Charlotte offered, "Would you care to join us?"

"I would love to sit, Lady Firthley. I'm afraid it has been a trying afternoon of fruitless shopping for my nephew's birthday. I'm sure I've walked at least fifty furlongs."

As the Firthley's tiger pulled down the stairs and opened the door, Charlotte poked Jewel. "Your Grace, my daughter, Lady Julia Marloughe." The six-year-old carefully, reluctantly, set her coconut ice on the seat so she could stand, her knees and the carriage wobbling as she curtsied, lisping, "Pleathed to make your acquaintanthe, Your Grathe."

"Lady Julia, I am honored beyond measure," he said with a deep, formal bow. As he entered, he gave her his hand to help her scramble back onto her seat and removed his top hat.

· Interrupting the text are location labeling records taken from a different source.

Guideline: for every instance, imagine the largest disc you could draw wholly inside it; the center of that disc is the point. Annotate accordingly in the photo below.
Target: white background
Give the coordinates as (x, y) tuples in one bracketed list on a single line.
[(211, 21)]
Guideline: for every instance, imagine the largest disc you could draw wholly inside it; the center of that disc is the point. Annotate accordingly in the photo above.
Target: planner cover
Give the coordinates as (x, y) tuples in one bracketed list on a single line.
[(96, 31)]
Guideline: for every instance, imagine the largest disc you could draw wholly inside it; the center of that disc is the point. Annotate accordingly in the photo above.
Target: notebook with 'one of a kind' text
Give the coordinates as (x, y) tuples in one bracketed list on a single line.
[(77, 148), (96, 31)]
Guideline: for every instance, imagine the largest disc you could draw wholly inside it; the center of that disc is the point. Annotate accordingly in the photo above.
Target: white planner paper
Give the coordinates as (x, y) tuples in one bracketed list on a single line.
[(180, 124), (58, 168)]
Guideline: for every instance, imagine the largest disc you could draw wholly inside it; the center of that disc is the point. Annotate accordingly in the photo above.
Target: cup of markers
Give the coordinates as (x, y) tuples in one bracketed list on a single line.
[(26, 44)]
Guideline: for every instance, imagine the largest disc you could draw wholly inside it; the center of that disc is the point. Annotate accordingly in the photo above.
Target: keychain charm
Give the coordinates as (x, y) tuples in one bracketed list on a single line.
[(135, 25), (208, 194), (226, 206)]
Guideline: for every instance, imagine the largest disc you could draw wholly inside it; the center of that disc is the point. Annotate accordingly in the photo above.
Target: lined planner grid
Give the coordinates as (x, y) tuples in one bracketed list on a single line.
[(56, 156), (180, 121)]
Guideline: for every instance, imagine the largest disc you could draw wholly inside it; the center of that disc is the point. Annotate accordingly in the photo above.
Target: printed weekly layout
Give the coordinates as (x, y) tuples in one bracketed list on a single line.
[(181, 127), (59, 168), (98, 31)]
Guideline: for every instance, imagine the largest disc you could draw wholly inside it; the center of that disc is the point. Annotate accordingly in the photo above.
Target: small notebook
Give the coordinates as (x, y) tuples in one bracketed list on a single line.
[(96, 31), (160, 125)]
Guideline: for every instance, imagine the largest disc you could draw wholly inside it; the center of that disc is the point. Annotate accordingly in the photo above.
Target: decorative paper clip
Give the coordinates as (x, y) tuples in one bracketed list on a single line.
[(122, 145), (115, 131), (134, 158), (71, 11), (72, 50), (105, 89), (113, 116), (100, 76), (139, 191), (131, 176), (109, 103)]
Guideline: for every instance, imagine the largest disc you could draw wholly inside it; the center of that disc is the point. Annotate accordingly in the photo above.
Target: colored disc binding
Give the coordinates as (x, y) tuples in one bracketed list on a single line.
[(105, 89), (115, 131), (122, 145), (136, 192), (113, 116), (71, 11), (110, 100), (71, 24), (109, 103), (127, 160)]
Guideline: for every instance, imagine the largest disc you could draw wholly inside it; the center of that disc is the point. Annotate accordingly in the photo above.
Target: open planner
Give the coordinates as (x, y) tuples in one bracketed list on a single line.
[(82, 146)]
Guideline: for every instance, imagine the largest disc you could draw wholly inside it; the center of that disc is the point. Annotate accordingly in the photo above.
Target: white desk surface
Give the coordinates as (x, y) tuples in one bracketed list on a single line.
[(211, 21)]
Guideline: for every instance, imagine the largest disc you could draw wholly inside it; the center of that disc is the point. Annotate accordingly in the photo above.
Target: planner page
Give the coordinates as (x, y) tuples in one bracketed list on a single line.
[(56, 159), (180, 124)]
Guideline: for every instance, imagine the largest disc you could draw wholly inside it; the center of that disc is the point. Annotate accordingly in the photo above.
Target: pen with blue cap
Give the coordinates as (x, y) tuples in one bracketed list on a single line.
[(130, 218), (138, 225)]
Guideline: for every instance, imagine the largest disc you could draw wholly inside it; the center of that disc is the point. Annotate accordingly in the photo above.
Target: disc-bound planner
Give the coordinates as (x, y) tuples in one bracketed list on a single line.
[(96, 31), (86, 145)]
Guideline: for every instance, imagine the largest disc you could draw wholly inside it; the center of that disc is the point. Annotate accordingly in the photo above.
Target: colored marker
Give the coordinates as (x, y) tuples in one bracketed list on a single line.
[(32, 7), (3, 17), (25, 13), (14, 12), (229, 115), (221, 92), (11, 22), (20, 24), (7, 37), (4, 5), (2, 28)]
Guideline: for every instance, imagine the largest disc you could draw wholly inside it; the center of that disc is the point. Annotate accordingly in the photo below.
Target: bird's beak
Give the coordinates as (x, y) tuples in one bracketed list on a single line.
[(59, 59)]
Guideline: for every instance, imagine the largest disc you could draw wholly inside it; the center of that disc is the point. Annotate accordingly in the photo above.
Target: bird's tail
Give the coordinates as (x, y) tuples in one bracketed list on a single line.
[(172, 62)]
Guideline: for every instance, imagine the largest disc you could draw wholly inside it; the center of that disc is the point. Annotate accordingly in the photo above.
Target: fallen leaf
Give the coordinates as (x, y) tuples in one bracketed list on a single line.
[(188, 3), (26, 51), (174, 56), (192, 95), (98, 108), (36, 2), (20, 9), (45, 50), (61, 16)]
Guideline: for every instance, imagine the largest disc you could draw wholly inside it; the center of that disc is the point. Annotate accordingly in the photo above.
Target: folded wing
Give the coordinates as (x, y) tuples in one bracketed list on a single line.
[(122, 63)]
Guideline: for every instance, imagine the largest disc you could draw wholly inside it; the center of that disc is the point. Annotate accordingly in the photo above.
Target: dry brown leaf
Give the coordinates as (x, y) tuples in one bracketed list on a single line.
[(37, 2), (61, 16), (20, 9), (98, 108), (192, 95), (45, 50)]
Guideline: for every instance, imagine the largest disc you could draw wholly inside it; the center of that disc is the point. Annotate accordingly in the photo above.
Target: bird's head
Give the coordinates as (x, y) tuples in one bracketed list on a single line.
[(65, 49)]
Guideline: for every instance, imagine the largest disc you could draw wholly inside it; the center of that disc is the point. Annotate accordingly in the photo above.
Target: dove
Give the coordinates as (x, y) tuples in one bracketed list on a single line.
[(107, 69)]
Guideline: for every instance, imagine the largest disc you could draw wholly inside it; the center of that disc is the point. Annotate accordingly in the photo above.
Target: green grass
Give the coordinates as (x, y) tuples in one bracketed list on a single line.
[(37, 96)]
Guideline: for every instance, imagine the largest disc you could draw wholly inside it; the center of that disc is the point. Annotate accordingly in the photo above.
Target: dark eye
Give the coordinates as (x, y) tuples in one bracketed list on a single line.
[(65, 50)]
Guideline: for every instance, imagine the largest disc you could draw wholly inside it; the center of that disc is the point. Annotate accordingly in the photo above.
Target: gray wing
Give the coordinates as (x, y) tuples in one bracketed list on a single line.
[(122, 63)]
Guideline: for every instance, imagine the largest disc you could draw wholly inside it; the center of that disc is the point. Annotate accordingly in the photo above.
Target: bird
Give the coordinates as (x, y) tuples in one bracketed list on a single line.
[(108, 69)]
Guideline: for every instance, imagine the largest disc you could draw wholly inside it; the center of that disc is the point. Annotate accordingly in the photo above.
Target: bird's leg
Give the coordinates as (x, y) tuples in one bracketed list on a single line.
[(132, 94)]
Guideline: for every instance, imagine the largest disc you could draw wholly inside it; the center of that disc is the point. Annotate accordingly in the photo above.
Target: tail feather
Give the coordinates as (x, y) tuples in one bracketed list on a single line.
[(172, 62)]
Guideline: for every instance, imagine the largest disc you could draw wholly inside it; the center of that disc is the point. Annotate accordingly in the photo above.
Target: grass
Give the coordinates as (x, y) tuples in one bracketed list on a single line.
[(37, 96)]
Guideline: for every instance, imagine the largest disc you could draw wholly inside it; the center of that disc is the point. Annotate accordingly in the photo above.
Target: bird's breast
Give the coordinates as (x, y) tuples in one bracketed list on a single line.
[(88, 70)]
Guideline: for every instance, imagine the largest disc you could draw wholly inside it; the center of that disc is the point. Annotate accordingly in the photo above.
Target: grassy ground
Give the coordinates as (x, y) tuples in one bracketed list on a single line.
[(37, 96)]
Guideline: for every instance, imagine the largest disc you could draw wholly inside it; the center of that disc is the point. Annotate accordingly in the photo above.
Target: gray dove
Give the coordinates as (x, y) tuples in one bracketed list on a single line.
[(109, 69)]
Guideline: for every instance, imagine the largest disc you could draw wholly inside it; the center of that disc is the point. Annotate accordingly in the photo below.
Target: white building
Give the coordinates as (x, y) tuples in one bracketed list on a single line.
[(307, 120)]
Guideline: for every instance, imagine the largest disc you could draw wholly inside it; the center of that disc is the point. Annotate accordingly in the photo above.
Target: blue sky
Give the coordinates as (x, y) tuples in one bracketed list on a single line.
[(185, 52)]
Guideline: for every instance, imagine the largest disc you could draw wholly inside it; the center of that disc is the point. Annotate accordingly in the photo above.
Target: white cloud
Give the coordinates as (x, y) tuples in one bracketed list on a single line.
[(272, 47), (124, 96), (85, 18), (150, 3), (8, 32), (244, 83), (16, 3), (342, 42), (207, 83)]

Jewel giggled madly at being called Lady by a stranger, but quickly went back to the important business of the treat in the glass dish on her lap. Wellbridge turned to Nurse and chucked baby Alex under the chin. "And this must be the young Earl of Herrendon."

"Hare-din," Alex agreed, chewing on the melted chocolate all over his fingers.

Wellbridge smiled at Charlotte. "Keep him this age as long as you can, Lady Firthley. Seventeen-year-old boys are miserable beasts. I had promised to buy my nephew a curricle and team for his birthday, but his mother forbade it, which provoked the most appalling fit of temper. He called my sister names for which I might have killed any other man."

Charlotte nodded sagely, as though she had raised hundreds of young men. "Lord Firthley says if our son resembles him in temperament, Baby's adolescent years will be better served away at school, but I can't believe my sweet boy will cause me even a moment of wretchedness."

She pinched Alex's cheek and spoke to him in baby talk: "Mummy's boy doesn't want to go away to school, does he?"

Alex dragged his face away, yelling, "No touch Hare-din! No, Mama! No!" Wellbridge managed to keep from snorting, but Bella did not.

"The point of boarding school, Charlotte," she said, caustically, "is that other people will manage his wretchedness, and you may take credit for manners someone else will enforce with a stick."

Wellbridge pursued a policy of appeasement. "I'm sure Herrendon will grow up a fine chap who adores his mother." Then he took the even wiser course of changing the topic. "Unruly though my nephew may be, it is his birthday, and he has achieved top marks in his examinations, so I must find a gift as excellent as a curricle, but which will not incur my sister's wrath."